Ersoy, Ahmet Abdullah

Boğaziçi Üniversitesi

Research Topic: Late Ottoman New Media: Reading, Visuality and Historical Experience During the Hamidian Era (1876-1909)

Dr. Ersoy is Associate Professor at the History Department at Boğaziçi University. His work deals with the history of the Late Ottoman Empire with a special focus on the changing role and status of visual culture during a period of westernizing change. A major aim in his work has been to link visuality with rising discourses of locality and authenticity in the late Ottoman context, thereby situating art and architecture within the broader fields of cross-cultural studies and historiography. His recent book, Architecture and the Late Ottoman Historical Imaginary, links the visual traces of modernity, particularly the newfangled revivalist movement in art and architecture, with changing perceptions of the historical past in the late Ottoman realm.
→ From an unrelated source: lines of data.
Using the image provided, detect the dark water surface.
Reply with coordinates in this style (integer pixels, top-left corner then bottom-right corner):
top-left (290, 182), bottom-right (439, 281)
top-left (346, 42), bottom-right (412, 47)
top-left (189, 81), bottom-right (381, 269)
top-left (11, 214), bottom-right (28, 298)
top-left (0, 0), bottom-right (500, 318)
In its cross-disciplinary scope, the book provides an intellectual depth of field to the historicist pursuits of late Ottoman artists and architects, investigating the rise of a modern culture of authenticity in the late Ottoman context. Dr. Ersoy’s current project involves a study of photography and other means of mechanical image-reproduction in the late Ottoman world. Particularly focusing on the late nineteenth-century illustrated journals, he aims to understand the broader impact of this new media regime in the context of Ottoman culture.